O cenário não pode ser inconstante. O excesso pode ser tão ruim quanto a falta. Se o cenário
mudar o tempo todo, os leitores não conseguem memorizar tantas informações e nem se
conectar às localidades. A cada livro da Saga Harry Potter, conhecemos novas facetas de
Hogwarts e alguns detalhes mudam — como o professor de Defesa Contra as Artes das Trevas
—, mas não mudam todas as regras, toda a arquitetura, ou todos os professores. O sentimento
de familiaridade e constância ainda são importantes.

O cenário não pode sobrecarregar a narrativa. Ninguém vai ao teatro para ver o palco, e sim os
atores. Da mesma forma que os leitores se interessam primeiro pelos personagens e depois
pelo enredo e pelo cenário. Se os leitores receberem muito conteúdo sobre o cenário em
detrimento ao conteúdo sobre personagens e enredo, provavelmente vão se cansar e
abandonar o livro. Portanto, apresente seu cenário na prática, através dos seus personagens e
considere cortar informações que não vão ser relevantes para a narrativa.

Contar uma história é interagir com um mundo, apresentá-lo, explorá-lo e mudá-lo. Dá trabalho,
mas vale a pena. Se você fizer direito, é claro.
11. Nomes fantásticos

Para muitos, nomes são o elemento mais desafiador da escrita. Há quem use nomes do mundo
real, há quem invente nomes seguindo alguma lógica interna, há quem feche os olhos e soque
o teclado. Como de costume, vou traçar algumas linhas gerais sobre esse tema.

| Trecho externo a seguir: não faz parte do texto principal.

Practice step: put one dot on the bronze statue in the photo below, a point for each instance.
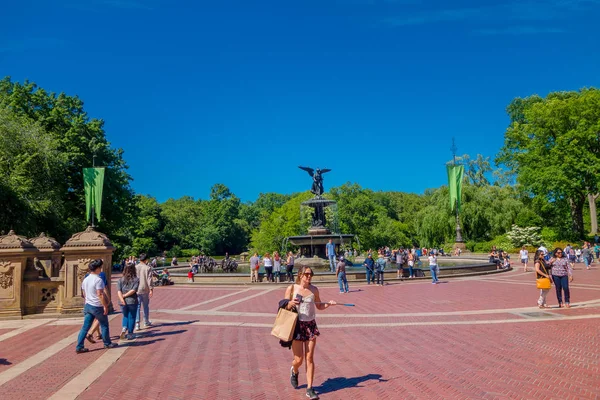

Os nomes mais relevantes são os de personagens, localidades, criaturas, entidades e outros


elementos específicos da sua narrativa. Recomendo que haja alguma constância nos nomes.
Se seus personagens se chamam Regdar, Ember, Ezelore e Kremorn, um João e uma Camila
no meio deles ficaria destoante. E quando for usar nomes reais, lembre-se das nacionalidades.
Se um personagem tem um nome de origem grega, seus parentes também vão ter nomes de
origem grega — o mesmo vale para origens latinas, anglo-saxônicas, nipônicas etc. Liste os
nomes dos seus personagens e avalie se eles soam harmônicos entre si e depois faça mesmo
com os nomes das localidades, criaturas, entidades e tudo mais. Harmonia é o fator mais
importante na hora de escolher os nomes.

Além da harmonia, a sonoridade também é importante. Por exemplo, Sauron soa ameaçador,
Frodo não. Seja lá qual for o método que você usar para escolher os nomes, avalie se ele
agrega uma sonoridade condizente com o papel desse personagem, localidade, criatura etc.
Aragorn, Orion e Geralt combinam com nomes heróis, tanto quanto Sauron, Crânio Negro e
Cahir aep Ceallach combinam com nomes de vilões. O que vem em mente ao ouvir sobre Porto
Real, urso-coruja e Uraxthor? A propósito, eu fortemente recomendo que você não use nomes
em inglês porque eles são muito batidos e soam bem apenas em filmes e quadrinhos. Ler
Black Skull teria bem menos força do que Crânio Negro num livro.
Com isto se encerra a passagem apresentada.